Upon stopping anti-depressants after nine years

The radio played Tina Turner today, and I remembered the month I spent in a Richmond, Virginia, commune at which I was the only straight male except for Lee who was dying of a brain tumor. The year was 1984, and AIDS was just becoming big news. I knew a lot of gay men, many of whom thought the disease was a government hoax to make people hate homosexuals.

Tina Turner was popular among homosexual men and often appeared on MTV. I had never seen MTV until my stay in Richmond, and I was quite taken by it. Some other gay men—in Atlanta—had introduced me to different kinds of gay bars earlier that summer, and I was quite taken by them too. I was at an age and had a body type that appealed to gay men, and I was flattered by the considerable attention I received, but I was never sexually tempted, for which I was very glad when the death toll began to climb.

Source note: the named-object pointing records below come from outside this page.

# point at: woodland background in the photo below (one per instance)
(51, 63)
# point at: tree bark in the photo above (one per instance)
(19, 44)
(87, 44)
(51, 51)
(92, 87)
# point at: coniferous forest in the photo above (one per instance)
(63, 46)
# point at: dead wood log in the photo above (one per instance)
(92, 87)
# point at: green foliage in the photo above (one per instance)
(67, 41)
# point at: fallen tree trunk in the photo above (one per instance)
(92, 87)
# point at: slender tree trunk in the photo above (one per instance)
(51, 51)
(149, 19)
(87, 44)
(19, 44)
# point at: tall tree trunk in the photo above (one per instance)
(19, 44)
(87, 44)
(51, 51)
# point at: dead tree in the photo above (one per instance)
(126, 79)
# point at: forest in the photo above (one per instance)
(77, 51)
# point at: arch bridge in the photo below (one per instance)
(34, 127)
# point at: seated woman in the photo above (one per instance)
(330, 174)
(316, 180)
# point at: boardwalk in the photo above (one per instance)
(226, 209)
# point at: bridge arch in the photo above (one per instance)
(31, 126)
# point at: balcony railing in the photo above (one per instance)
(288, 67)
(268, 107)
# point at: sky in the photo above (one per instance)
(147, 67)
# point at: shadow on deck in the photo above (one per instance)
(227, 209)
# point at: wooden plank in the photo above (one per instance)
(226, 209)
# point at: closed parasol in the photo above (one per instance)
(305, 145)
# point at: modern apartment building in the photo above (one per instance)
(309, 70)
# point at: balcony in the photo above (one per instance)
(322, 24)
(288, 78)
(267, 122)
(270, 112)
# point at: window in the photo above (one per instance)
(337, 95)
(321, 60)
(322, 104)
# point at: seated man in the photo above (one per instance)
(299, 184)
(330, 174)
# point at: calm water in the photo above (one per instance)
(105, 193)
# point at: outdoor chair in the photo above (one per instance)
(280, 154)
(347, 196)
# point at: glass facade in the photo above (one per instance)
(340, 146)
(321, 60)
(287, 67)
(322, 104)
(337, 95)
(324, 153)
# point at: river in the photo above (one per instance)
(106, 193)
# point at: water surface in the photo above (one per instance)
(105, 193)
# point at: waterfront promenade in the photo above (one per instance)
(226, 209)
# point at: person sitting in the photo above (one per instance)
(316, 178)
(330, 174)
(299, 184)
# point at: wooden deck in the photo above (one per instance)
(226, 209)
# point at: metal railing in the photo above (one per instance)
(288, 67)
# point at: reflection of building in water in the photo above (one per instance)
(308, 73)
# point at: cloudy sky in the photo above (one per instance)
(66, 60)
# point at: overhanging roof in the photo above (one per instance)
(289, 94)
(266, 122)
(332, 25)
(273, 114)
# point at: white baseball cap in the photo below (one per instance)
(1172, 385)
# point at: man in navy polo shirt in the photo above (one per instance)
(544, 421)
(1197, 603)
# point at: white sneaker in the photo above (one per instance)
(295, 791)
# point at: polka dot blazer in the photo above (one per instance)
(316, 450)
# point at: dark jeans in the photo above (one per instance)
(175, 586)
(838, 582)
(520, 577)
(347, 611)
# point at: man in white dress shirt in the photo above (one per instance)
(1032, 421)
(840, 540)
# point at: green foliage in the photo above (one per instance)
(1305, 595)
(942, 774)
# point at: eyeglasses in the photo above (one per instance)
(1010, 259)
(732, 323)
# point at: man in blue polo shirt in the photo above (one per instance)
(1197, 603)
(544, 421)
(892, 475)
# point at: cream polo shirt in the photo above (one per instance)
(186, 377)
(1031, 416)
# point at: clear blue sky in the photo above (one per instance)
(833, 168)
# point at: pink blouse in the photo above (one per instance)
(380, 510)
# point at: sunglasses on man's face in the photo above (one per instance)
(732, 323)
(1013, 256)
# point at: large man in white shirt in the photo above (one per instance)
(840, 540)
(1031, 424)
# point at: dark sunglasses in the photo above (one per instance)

I thought of all those dead guys today as I listened to Tina Turner, and I was overcome by sadness. Just then, the sun broke through the clouds and glinted off the top of a chain link fence, and I was so touched by its beauty that I had to choke back tears. I had thought my transition from Zoloft was complete since I seemed to have gotten past some hard days, but now, all of a sudden, I am so deeply touched by so many things—sunlight, music, memories, the utter strangeness of existence—that I can scarcely keep from crying. There are a lot of feelings that I haven’t felt for a long time, and I am struck by the fact that I had forgotten I had ever felt them.

If someone saw me crying over sunshine on a fence, he would think I was losing my mind. I can but reflect that normalcy is, by definition, nothing more than whatever is commonplace, and not a condition that is necessarily better or worse than any other condition.